Cannot start any self compiled Kernel stuck at "reached target graphical interface"

I tried to compile kernels myself to use (5.9.2, 5.10.186, 5.15.120) with help of the arch wiki

I had a hard time because of unusual errors but eventually got a working kernel. But neither of the Kernels I compiled I can get into the Desktop Environment I am always stuck at
[ ok ] reached target graphical interface
After that I logged into tty to see whats up but I couldnt really find out


I found out that vmmon belongs to VMWare which I dont really care about so I can safely ignore that.
About the other once I have no clue expect the unable to load firmware which belongs to my ethernet adapter I think.

On the older Kernel (5.9.2) I get additional Errors/Warnings about EDAC amd64: Error: F0 not found but since these are gone with newer versions I dont think that these are the root cause.

I installed xf86-video-fbdev and xf86-video-vesa which let me use startx but that only gave me 3 broken white consoles scattered around my screen

Also here is an example log I generated with kernel 5.9.2

NOTE
I can start any Kernel that was precompiled with no issue whatsoever but not once I compiled myself

Specs
DE: Plasma 5.27.6
CPU: AMD Ryzen 7 5800X (16) @ 3.800GHz
GPU: AMD ATI Radeon RX 6700XT
Memory: 32GB
MB: B550

Generally with kvm I use virtio drivers, more efficient and cheaper too use. Virtio network , virtuo scsi, virtio screen etc.

I don’t know what you are using for your session, I usually use virt-manager and can easily select those devices.

If you are using VMware then you should use any virtio / para virtual drivers they have, ie vmmon which I guess allows VMware to communicate with the vm.

Not sure what you mean by not starting given the log you posted, that seems to say that the kennel started ok, just the programs later didn’t give you the gui you wanted? Or I’m misinterpreting your post?

Thank you for your answer I think I phrased some sentences really wrong :sweat_smile:
The problem is not VMware at all I don’t really use that.

The problem is rather that the system is not booting into any gui it is just stuck at reached target graphical interface and cannot get passed that. And whatever log I check I cannot find a proper error that causes this issue.

Normal boot (happens on every precompiled kernel) start → Kernel Things → SDDM → Plasma Desktop
Self compiled Kernel: start → Kernel things (As it gets stuck on reached target graphical interface)

Do you maybe have a clue which error log I could provide to further narrow down the issue? :slight_smile:

EDIT:

At this Stage it just hangs forever and wont boot properly

Note: The EDAC amd64 errors are only caused on this version and are fixed in a newer version (Which I also tried and which has the same issue)

Boot Log of that boot

I think you have the title wrong. You are starting the kernel fine. You are getting stuck in the systemctl bootup process starting graphical target.

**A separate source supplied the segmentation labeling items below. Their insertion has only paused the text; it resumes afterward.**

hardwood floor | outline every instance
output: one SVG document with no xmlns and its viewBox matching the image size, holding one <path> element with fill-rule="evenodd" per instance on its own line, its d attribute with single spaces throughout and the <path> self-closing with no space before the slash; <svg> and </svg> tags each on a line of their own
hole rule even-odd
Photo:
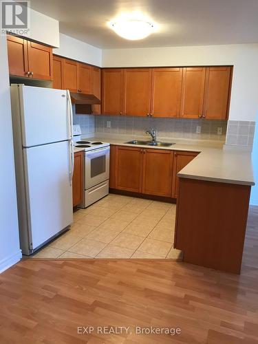
<svg viewBox="0 0 258 344">
<path fill-rule="evenodd" d="M 258 343 L 257 252 L 250 207 L 240 275 L 165 260 L 26 259 L 0 275 L 0 343 Z M 131 334 L 98 334 L 104 325 Z M 95 328 L 80 334 L 78 326 Z M 136 334 L 135 326 L 182 333 Z"/>
</svg>

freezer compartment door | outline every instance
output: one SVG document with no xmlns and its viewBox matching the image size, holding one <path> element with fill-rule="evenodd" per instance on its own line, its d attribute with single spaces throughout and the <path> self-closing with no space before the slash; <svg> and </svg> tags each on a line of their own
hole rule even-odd
<svg viewBox="0 0 258 344">
<path fill-rule="evenodd" d="M 23 147 L 71 138 L 71 107 L 65 90 L 19 86 Z"/>
<path fill-rule="evenodd" d="M 69 142 L 23 149 L 30 249 L 72 222 Z"/>
</svg>

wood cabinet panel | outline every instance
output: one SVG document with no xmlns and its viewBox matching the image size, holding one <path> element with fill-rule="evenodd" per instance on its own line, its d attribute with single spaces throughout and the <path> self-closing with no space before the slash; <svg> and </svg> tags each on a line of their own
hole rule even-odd
<svg viewBox="0 0 258 344">
<path fill-rule="evenodd" d="M 142 149 L 116 146 L 116 189 L 142 192 Z"/>
<path fill-rule="evenodd" d="M 175 151 L 173 168 L 173 189 L 172 197 L 177 198 L 179 191 L 179 178 L 178 173 L 185 167 L 193 159 L 199 154 L 191 151 Z"/>
<path fill-rule="evenodd" d="M 150 114 L 151 69 L 125 69 L 124 112 L 125 115 L 146 116 Z"/>
<path fill-rule="evenodd" d="M 109 188 L 116 189 L 116 146 L 110 146 Z"/>
<path fill-rule="evenodd" d="M 7 35 L 9 74 L 28 76 L 27 41 L 10 34 Z"/>
<path fill-rule="evenodd" d="M 74 169 L 72 178 L 73 206 L 83 200 L 83 152 L 74 153 Z"/>
<path fill-rule="evenodd" d="M 92 93 L 101 100 L 101 69 L 96 67 L 92 67 Z M 92 105 L 92 114 L 100 115 L 101 105 Z"/>
<path fill-rule="evenodd" d="M 78 92 L 89 94 L 92 93 L 92 68 L 90 66 L 78 63 Z"/>
<path fill-rule="evenodd" d="M 250 186 L 180 179 L 175 246 L 184 261 L 240 273 Z"/>
<path fill-rule="evenodd" d="M 36 79 L 52 80 L 53 56 L 52 48 L 28 41 L 28 57 L 30 77 Z"/>
<path fill-rule="evenodd" d="M 63 89 L 72 92 L 78 91 L 78 63 L 70 60 L 63 60 Z"/>
<path fill-rule="evenodd" d="M 142 193 L 171 197 L 173 151 L 144 149 Z"/>
<path fill-rule="evenodd" d="M 179 117 L 182 68 L 152 70 L 151 113 L 154 117 Z"/>
<path fill-rule="evenodd" d="M 183 68 L 180 117 L 198 118 L 203 114 L 205 67 Z"/>
<path fill-rule="evenodd" d="M 230 89 L 230 67 L 206 68 L 204 116 L 208 120 L 226 120 Z"/>
<path fill-rule="evenodd" d="M 102 71 L 103 114 L 122 114 L 123 76 L 124 71 L 122 69 L 107 69 Z"/>
<path fill-rule="evenodd" d="M 53 56 L 53 88 L 63 89 L 62 64 L 63 58 Z"/>
</svg>

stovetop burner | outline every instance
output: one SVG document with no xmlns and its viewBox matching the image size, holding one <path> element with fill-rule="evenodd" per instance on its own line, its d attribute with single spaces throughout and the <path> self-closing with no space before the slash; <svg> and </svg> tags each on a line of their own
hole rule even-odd
<svg viewBox="0 0 258 344">
<path fill-rule="evenodd" d="M 75 147 L 79 148 L 89 148 L 91 146 L 89 146 L 88 144 L 76 144 Z"/>
<path fill-rule="evenodd" d="M 77 141 L 76 143 L 85 143 L 86 144 L 89 144 L 89 141 Z"/>
</svg>

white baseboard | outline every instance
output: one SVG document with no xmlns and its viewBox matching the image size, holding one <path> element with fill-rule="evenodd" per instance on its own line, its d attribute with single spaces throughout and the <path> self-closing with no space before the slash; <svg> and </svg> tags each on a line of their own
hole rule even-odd
<svg viewBox="0 0 258 344">
<path fill-rule="evenodd" d="M 0 261 L 0 274 L 5 271 L 5 270 L 10 268 L 12 265 L 18 263 L 21 258 L 21 250 L 19 250 L 18 252 L 10 255 L 8 257 L 6 257 Z"/>
</svg>

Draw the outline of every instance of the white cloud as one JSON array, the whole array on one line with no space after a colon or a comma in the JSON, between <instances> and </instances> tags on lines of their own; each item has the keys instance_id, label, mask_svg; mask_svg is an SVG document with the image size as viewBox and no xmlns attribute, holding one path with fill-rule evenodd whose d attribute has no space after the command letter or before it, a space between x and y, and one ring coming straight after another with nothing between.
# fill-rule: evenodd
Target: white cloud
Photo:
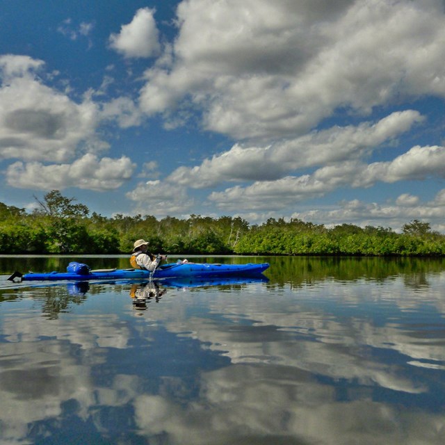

Getting stuck on graphical would result in me doing systemctl set-default multi-users.target

Might not be graphical which you seem to want, but it would allow systemctl to reach an booted state, and then you can experiment with startx etc, which it seems you were doing anyway using ALTF2 etc to get another virtual console.

I’m still not sure if you are booting this on physical hardware of booting this in a KVM virtual machine as is suggested by the *kvm kernel version?

It has been a long time since I build a kernel. Normally I would start with a known good configuration, ie /boot/config*, but that doesn’t seem to be around with my manjaro install, seems like /proc/config.gz does exist though on both manjaro/eos, which should work. Not sure what you were using. If not that then you might like to compare configurations, might be instructive.

I would be looking at journalctl -kb and journalctl -xe -b.
lspci is also a good command to run to check the pci devices visible, especially if virtual which would point out any deficiencies in you virtual machine configuration.
Really I need to know if you are booting virutal or physical.

You need to get your head around how systemd works, as that is what is running the boot process.

systemd is looking for graphical target,

$ cat /lib/systemd/system/graphical.target
[Unit]
Description=Graphical Interface
Documentation=man:systemd.special(7)
Requires=multi-user.target
Wants=display-manager.service
Conflicts=rescue.service rescue.target
After=multi-user.target rescue.service rescue.target display-manager.service
AllowIsolate=yes
$

Which you can see depends on display-manager.service, any you have to chase the systemd dependencies down with systemctl status thing and checking /{lib,usr/lib,etc,run}/systemd/system/thing or some other related path. If you find something interesting with systemctl status thing then you can use journalctl -xe -u thing or maybe without -u if not a unit.

Thank you for your answer again and for helping me, I am quiet new to this

This is running on my physical hardware and is not a VM

Yes that makes sense, I am not that experienced with the kernel boot process yet and didn’t know this doesn’t belong to the kernel anymore

About that I am currently running the newest Kernel 6.4.3-273-tkg-pds
What I did was I copied over my config from /proc/config.gz and then did make olddefconfig to apply the default config for what changed with the kernel version, at leasts thats what I understood what its doing.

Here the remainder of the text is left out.